Przede wszystkim chodziło o zwycięstwo i tego udało się Luce Donciciowi oraz Los Angeles Lakers dokonać. Jednak ta noc była pełna obrazków ze Słoweńcem w roli głównej, także poza 48 minutami gry w kosza.
Tuż przed meczem rozgrzewkę Doncicia obserwował… Nico Harrison, czyli osoba, która o transferze Luki Doncicia zdecydowała. Kamery uchwyciły sytuację, gdy oczy generalnego menadżera Dallas Mavericks były skierowane na biorącego udział w rozgrzewce nowego zawodnika Los Angeles Lakers. Nie przez przypadek Luka właśnie w tym momencie robił… pompki.

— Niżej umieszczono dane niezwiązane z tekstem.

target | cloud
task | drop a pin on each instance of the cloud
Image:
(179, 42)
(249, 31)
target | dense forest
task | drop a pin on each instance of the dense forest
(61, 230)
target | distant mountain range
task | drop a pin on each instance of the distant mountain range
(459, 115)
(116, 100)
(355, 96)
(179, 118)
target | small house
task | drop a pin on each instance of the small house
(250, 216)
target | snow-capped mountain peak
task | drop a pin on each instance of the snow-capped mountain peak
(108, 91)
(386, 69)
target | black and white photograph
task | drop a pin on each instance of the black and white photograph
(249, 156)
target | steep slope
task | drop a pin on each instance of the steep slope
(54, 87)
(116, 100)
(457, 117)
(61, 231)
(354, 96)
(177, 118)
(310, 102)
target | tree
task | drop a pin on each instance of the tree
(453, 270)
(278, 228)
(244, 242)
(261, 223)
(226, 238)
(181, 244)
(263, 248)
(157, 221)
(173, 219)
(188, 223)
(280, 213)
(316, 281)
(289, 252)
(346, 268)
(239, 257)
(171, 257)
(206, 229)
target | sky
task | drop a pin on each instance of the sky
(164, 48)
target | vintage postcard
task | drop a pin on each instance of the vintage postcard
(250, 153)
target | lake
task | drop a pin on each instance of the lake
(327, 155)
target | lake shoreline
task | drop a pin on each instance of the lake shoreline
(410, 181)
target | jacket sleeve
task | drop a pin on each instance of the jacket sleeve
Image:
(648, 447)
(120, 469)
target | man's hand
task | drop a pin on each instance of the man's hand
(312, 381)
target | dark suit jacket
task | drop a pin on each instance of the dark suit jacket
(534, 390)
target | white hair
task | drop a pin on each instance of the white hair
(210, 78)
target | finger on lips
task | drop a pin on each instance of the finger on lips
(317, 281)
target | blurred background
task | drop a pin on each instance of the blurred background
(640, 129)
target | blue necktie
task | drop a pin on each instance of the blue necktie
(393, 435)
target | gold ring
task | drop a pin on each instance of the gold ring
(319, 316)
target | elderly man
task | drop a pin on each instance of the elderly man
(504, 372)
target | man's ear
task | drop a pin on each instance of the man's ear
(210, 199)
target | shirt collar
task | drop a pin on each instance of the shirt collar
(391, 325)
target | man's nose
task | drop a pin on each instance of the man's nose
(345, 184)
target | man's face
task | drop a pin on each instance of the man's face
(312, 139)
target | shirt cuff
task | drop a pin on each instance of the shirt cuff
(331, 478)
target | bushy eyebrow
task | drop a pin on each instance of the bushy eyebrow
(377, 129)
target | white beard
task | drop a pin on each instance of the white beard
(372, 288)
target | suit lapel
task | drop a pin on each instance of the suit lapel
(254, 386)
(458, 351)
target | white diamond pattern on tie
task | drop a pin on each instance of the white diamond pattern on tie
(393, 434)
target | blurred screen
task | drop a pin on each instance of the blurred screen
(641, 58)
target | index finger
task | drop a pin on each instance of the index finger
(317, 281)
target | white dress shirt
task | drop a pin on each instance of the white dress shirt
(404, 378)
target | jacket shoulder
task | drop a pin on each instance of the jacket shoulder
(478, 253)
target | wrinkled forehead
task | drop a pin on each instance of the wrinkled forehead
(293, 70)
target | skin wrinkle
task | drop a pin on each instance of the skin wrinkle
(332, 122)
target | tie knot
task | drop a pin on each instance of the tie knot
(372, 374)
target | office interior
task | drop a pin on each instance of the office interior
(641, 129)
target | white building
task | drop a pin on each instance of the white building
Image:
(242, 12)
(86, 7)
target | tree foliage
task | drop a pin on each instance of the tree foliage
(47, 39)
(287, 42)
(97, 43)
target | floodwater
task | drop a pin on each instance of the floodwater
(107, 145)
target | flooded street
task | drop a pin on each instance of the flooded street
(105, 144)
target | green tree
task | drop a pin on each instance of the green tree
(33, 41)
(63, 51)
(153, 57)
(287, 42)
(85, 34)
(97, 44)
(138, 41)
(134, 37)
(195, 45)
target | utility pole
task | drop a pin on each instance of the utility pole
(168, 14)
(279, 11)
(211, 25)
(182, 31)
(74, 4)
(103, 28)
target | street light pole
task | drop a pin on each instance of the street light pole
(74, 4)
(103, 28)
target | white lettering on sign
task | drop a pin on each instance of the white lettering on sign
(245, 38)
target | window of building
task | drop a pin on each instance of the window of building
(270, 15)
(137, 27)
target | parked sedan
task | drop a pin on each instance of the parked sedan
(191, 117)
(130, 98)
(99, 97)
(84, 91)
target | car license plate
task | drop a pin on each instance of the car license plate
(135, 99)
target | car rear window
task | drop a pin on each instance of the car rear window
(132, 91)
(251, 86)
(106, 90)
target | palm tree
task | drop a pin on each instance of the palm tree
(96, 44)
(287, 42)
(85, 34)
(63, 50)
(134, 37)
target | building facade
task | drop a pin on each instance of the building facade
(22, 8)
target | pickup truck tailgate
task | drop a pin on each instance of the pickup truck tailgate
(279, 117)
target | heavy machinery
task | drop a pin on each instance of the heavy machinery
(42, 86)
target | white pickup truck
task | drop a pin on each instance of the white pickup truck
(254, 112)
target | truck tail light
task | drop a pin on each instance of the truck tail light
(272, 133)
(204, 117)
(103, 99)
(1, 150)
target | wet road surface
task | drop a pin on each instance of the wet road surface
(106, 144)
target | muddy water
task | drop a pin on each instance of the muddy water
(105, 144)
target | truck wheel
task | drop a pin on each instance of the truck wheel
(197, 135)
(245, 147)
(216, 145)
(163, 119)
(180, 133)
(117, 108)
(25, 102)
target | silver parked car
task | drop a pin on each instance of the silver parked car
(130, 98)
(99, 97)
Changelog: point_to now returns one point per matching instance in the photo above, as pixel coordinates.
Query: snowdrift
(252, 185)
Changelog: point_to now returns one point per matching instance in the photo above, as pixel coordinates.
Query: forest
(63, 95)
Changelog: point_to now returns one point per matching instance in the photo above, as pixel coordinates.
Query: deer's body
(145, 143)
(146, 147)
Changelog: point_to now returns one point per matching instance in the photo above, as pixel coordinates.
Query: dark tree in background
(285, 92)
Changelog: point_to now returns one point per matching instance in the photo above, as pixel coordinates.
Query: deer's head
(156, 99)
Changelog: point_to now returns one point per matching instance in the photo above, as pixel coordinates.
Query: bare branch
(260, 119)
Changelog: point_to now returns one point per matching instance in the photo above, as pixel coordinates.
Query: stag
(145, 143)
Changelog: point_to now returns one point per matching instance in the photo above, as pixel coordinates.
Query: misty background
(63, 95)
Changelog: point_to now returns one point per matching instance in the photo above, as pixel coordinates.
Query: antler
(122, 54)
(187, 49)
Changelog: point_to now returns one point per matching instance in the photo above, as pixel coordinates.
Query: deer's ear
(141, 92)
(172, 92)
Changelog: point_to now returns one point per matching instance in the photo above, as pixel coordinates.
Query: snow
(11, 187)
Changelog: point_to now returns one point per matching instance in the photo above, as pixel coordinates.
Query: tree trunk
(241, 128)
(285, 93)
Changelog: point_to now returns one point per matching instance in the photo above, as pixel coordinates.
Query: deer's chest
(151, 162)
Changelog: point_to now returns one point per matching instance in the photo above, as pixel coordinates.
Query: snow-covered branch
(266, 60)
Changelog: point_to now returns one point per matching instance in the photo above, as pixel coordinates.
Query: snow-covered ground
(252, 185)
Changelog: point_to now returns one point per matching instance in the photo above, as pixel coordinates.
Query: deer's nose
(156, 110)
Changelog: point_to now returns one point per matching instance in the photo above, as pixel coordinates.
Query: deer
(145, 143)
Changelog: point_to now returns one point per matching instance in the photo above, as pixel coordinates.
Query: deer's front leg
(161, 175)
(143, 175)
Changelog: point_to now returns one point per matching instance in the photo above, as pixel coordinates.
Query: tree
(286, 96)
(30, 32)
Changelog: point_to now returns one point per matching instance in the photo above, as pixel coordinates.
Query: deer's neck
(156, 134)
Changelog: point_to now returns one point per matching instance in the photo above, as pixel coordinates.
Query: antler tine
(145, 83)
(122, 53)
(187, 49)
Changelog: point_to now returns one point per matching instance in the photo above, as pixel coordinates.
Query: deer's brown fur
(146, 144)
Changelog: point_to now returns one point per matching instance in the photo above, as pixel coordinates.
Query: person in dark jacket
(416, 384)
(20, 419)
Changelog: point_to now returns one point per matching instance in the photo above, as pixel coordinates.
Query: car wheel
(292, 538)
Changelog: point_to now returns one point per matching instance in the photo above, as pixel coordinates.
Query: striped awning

Harrison był także bohaterem jednej z meczowych przyśpiewek. Kibice Lakers podziękowali mu za to, że pozwolił na transfer Luki do LA. W pewnym momencie dało się słyszeć "Thank you Nico!". W Dallas Harrison nie ma dobrej opinii, przynajmniej na razie. Najlepsze, co się Mavs po wymianie przydarzyło, to dobra forma Maxa Christiego. Tymczasem Luka zanotował właśnie swoje pierwsze triple-double w koszulce Lakers.
Miłe sceny miały miejsce również po zakończeniu meczu. Luka Doncić podszedł do ławki Mavs i serdecznie wyściskał się z wszystkimi - od trenerów po zawodników z końca ławki rezerwowych. Miał szeroki uśmiech na twarzy, ale to całkowicie normalne biorąc pod uwagę fakt, że właśnie wygrał ze swoim zespołem mecz przeciwko byłej drużynie, którą opuścił w parszywych okolicznościach.